(Business in Cameroon) - On April 18, 2018, the minister of posts and telecommunication Minette Libom Li Likeng visited Cameroon Postal Services (CAMPOST). During her visit, the minister instructed the staff to accelerate the implementation of the ongoing reforms to improve the performance of this company, which is losing part of the market due to competition and substitute products.
According to the telecommunication minister, the reforms are namely about the review of the company’s organizational framework and the restructuration of its finance through a good control of the operating expenses, optimization of the resources and development of innovative products that will help CAMPOST either comfort its position in the market or conquer new markets.

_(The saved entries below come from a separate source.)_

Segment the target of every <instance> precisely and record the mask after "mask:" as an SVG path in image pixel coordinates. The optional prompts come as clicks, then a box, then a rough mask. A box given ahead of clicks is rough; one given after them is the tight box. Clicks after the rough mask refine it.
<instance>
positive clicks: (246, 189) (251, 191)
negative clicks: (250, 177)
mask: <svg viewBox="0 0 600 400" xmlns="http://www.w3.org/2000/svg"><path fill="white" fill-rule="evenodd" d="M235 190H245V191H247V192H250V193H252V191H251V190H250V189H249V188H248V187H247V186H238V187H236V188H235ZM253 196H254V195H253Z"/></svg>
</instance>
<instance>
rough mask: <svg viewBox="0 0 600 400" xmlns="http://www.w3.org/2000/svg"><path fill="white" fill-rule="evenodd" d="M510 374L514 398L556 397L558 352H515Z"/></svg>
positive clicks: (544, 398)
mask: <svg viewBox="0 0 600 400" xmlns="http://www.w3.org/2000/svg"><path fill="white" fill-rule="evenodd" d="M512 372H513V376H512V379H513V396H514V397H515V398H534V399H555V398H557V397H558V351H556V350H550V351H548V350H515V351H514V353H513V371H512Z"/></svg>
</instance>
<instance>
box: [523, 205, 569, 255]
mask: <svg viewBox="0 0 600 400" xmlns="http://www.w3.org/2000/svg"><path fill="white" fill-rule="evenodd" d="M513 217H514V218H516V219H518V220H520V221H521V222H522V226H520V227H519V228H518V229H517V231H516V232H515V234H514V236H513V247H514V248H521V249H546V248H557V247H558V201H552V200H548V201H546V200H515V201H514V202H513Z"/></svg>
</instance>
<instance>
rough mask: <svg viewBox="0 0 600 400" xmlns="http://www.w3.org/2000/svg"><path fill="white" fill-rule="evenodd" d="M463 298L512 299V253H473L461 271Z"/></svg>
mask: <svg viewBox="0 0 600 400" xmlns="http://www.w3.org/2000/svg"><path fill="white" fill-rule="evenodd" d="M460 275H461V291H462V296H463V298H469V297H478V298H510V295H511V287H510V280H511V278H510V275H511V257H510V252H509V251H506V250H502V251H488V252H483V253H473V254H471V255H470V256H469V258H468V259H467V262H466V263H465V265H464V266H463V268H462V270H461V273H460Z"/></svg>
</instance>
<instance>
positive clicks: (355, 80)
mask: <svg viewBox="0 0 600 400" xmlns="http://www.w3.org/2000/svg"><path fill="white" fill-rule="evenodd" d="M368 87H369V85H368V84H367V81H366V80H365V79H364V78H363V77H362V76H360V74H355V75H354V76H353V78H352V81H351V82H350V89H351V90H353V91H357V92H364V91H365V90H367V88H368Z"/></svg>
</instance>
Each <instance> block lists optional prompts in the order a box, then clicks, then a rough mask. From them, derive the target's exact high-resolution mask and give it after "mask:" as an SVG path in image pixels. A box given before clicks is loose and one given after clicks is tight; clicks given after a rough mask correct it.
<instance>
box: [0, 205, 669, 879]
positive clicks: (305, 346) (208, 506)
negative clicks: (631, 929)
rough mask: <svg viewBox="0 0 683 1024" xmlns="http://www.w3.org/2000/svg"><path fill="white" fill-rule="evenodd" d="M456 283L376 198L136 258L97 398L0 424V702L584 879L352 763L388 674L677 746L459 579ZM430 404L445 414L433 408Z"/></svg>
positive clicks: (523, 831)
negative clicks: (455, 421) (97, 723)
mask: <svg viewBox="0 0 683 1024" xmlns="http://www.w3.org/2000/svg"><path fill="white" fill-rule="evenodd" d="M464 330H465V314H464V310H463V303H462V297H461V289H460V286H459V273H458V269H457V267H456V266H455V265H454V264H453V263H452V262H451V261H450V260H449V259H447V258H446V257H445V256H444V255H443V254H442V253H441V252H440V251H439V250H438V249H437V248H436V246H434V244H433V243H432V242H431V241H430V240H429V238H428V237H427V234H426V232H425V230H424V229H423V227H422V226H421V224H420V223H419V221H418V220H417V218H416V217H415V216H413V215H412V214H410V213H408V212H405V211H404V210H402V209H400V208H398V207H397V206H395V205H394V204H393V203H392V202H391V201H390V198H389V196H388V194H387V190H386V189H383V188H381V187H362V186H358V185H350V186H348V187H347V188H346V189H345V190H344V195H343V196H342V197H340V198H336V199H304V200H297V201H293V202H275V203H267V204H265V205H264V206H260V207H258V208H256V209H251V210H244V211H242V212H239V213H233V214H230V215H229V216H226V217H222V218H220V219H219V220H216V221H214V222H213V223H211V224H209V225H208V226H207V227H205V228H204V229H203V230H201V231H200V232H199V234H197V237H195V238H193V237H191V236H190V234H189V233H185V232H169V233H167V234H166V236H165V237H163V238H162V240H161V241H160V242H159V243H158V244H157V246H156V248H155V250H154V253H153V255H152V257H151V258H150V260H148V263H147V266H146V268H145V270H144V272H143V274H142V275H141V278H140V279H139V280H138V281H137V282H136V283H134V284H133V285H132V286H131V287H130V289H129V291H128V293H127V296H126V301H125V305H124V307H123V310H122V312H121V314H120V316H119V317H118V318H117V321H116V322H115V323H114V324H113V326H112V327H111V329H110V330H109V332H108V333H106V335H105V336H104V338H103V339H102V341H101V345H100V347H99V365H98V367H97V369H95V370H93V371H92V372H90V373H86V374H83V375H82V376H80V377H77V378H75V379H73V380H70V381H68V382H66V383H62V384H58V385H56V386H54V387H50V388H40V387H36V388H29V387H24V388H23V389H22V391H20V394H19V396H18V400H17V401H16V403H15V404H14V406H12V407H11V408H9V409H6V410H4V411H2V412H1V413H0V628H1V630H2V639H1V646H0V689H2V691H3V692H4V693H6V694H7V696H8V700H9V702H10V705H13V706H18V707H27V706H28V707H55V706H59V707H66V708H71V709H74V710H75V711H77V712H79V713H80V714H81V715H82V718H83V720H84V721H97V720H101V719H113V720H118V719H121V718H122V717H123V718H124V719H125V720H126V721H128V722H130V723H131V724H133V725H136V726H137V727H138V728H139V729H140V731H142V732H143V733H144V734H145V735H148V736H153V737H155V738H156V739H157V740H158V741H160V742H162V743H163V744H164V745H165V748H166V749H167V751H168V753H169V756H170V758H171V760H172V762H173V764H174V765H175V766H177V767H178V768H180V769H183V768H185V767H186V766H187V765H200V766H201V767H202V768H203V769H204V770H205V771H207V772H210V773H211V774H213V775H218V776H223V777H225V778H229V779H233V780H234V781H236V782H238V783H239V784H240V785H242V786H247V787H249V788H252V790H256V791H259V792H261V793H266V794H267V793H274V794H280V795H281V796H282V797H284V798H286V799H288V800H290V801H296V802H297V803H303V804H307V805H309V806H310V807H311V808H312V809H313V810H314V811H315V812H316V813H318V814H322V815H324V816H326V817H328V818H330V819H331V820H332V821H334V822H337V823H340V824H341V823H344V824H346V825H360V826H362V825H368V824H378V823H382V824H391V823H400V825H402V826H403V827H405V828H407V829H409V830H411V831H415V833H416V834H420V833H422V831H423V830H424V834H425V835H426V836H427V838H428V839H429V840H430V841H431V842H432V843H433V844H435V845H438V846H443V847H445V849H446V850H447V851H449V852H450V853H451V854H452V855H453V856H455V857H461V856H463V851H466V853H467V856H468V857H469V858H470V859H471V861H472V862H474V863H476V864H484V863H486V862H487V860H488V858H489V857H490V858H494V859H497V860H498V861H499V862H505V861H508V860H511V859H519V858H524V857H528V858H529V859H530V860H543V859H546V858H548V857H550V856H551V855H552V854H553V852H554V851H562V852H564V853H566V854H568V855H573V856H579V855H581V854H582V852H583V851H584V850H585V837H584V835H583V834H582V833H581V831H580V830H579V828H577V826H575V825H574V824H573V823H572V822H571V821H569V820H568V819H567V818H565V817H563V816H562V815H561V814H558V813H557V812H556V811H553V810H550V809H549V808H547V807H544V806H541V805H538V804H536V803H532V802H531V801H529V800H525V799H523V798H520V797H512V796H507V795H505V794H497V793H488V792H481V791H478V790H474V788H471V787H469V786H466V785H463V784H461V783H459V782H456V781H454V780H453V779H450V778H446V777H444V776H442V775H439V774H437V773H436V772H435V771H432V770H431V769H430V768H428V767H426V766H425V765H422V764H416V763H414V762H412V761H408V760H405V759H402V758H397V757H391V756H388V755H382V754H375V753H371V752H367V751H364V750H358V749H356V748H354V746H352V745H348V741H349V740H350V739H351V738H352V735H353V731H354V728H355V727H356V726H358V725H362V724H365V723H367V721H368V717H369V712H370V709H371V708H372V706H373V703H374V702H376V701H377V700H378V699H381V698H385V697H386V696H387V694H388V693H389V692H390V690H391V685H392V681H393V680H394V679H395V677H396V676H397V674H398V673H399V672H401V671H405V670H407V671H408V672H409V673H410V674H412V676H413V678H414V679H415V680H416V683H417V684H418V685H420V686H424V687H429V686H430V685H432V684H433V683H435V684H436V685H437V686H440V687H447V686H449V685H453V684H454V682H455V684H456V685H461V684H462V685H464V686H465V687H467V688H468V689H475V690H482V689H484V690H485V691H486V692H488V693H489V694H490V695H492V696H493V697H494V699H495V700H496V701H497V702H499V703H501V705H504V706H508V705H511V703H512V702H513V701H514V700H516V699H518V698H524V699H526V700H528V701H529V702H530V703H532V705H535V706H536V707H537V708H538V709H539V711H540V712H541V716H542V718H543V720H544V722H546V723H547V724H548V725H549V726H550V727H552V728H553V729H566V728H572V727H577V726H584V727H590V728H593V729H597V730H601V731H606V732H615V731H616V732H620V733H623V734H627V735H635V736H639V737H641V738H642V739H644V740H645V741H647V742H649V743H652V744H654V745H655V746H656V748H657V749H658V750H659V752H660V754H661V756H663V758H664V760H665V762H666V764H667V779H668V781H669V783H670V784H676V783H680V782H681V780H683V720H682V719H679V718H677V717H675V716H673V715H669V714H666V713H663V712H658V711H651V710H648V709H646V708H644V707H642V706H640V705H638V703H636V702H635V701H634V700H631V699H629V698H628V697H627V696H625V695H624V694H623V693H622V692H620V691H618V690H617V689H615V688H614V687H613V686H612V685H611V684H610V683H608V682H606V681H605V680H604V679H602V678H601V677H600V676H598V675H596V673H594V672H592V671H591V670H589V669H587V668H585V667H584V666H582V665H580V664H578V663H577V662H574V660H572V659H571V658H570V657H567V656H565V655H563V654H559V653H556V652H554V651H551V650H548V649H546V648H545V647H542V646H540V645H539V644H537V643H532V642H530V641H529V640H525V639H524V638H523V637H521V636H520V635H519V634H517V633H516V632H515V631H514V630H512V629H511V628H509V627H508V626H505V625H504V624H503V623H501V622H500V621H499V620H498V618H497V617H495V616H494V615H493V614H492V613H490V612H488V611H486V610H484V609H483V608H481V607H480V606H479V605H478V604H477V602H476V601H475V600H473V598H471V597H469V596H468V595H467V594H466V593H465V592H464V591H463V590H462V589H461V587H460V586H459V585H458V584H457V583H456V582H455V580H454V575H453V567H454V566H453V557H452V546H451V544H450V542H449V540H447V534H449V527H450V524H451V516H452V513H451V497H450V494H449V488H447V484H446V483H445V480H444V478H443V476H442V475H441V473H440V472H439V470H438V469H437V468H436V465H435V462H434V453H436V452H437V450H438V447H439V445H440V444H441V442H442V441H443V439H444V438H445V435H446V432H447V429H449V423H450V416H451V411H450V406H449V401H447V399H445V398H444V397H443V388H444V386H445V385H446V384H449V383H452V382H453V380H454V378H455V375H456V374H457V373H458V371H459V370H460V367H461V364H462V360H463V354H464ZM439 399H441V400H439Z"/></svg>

Let’s remind that the crisis of CAMPOST started in 2004 when it was unable to refund its clients savings. In a bid to resolve the issue, Cameroon removed nationals from CAMPOST’s management and entrusted it to the Canadian Tecsult International Ltd in 2007. Two years later, that company was unable to solve the said issue. Instead, it left a CFA2 billion loss following embezzlements perpetrated by some agents with the complicity of the management team of Tecsult.
In 2010, the state replaced Tecsult with Sofrepost. That company was somehow successful (about 850,000 savings accounts and 56,700 current accounts in CAMPOST’s portfolio by 2013) and launched new services such as money transfer and express courier service. However, it was not that easy.
Finally, during the meeting of CAMPOST’s executive board on July 7, 2016, in Yaoundé, the company ended the technical assistance foreigners were providing. It then appointed Pierre Kaldadak, a Cameroonian and inspector of posts and telecommunications, as the new managing director.